June 23, 2022, is the 83rd birthday of the United States Coast Guard Auxiliary. While most of us know what the coast guard is, not much of us have heard about the Coast Guard Reserve, although its role and existence are nonetheless important. If you don’t know them yet, then it’s time that you meet our Grandpa celebrant and get to know him a little more.

Birth of the Auxiliary

It all started when the Coast Guard Auxiliary was authorized by an act in Congress on June 23, 1939. It was then the Coast Guard was given a legislative mandate to use unpaid forces of volunteers who would perform duties in supporting the regular Coast Guard, if not performing similar duties as long as they do not involve law enforcement or real military operations. From then on, civilian volunteers were used to promote safety in the country’s waters.

The Volunteer Reserve was further defined two years later, on February 19, 1941, when Congress amended the act with the passage of the Auxiliary and Reserve Act of 1941. And so the talented and dedicated volunteer workforce has since then worked alongside Coast Guard during missions, be it on coasts, rivers, and lakes.

Those who initially served in the Reserve before being part of the Auxiliary were usually given their own vessels, although it is now not required to own a boat to be part of the service.

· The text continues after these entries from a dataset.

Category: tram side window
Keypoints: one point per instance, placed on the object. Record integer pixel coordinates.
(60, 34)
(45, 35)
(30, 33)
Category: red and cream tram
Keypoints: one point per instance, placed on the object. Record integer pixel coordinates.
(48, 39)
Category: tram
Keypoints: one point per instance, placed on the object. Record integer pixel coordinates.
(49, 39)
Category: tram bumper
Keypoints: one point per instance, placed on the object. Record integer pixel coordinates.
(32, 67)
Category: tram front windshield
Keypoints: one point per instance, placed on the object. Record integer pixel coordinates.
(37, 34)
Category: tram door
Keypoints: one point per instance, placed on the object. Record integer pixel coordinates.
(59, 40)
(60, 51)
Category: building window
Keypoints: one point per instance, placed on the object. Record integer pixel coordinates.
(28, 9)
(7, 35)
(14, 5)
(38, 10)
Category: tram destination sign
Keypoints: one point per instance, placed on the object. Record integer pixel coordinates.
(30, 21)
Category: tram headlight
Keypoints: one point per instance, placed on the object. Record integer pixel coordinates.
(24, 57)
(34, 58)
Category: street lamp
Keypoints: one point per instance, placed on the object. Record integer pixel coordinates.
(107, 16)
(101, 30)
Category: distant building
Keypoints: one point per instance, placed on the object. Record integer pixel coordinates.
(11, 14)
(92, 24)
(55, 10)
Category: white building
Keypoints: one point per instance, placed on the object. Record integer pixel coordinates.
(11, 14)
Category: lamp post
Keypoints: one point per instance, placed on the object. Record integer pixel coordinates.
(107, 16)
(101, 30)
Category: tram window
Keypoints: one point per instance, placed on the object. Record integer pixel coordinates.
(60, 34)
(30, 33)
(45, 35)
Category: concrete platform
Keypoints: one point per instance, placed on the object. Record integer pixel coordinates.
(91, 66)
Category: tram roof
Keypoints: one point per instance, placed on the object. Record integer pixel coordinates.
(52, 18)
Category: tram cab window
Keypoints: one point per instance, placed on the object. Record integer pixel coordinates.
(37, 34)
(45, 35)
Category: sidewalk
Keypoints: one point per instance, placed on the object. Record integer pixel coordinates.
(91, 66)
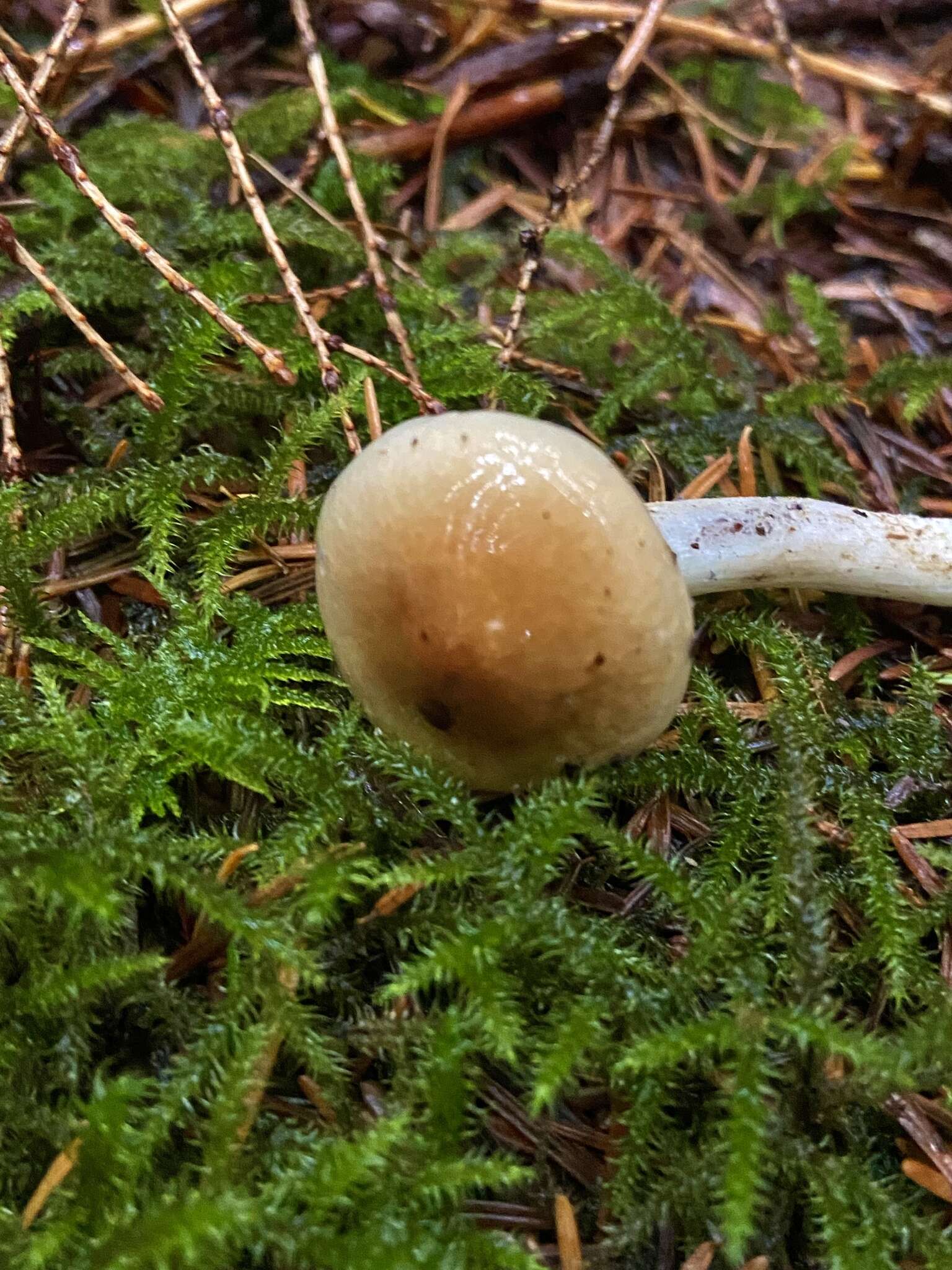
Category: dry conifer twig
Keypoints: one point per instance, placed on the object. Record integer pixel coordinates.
(48, 64)
(18, 253)
(11, 453)
(534, 238)
(637, 46)
(870, 79)
(319, 79)
(68, 158)
(781, 35)
(221, 122)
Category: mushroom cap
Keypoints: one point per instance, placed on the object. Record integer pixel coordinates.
(498, 596)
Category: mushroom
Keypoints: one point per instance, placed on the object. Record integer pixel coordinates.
(499, 596)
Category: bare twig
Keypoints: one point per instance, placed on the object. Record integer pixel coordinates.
(48, 63)
(18, 253)
(785, 43)
(123, 225)
(534, 238)
(434, 178)
(11, 453)
(221, 122)
(375, 426)
(293, 191)
(148, 24)
(319, 79)
(719, 36)
(337, 293)
(637, 46)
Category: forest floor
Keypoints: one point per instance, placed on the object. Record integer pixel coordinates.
(275, 991)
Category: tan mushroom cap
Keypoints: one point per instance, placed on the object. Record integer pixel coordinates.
(498, 596)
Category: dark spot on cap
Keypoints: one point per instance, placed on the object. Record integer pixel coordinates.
(437, 714)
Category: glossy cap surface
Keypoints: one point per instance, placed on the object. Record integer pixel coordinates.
(498, 596)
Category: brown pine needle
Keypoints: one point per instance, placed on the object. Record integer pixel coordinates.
(781, 33)
(221, 122)
(18, 253)
(134, 30)
(48, 63)
(434, 178)
(68, 158)
(55, 1176)
(637, 46)
(332, 128)
(568, 1235)
(706, 481)
(11, 453)
(871, 79)
(747, 471)
(375, 425)
(534, 239)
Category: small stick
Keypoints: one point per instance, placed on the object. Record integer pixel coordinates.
(11, 453)
(375, 425)
(340, 291)
(534, 239)
(58, 47)
(221, 122)
(433, 200)
(637, 46)
(148, 24)
(319, 79)
(719, 36)
(18, 253)
(68, 158)
(781, 33)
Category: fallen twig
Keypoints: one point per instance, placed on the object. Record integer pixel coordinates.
(221, 122)
(719, 36)
(123, 33)
(637, 46)
(68, 158)
(18, 253)
(534, 238)
(785, 43)
(332, 130)
(48, 63)
(11, 453)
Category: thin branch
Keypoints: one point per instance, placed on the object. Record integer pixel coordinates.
(293, 191)
(637, 46)
(11, 453)
(48, 64)
(330, 294)
(781, 33)
(719, 36)
(375, 425)
(123, 225)
(148, 24)
(433, 200)
(221, 122)
(18, 253)
(534, 238)
(319, 79)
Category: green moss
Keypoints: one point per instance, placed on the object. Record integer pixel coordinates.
(748, 1034)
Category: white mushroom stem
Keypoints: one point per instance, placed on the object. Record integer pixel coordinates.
(726, 544)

In wartime, the members of the CG Auxillary would probably be folded into the service to plus up their manpower quickly. During WWII, Auxiliarists enrolled themselves and their vessels in the  Coast Guard Reserve. Over 50,000 temporary Reservists served in the war patrolling harbors, factories, bridges, and docks. They also fought fires; provided emergency and disaster assistance and even conducted search and rescue and anti-submarine warfare operations.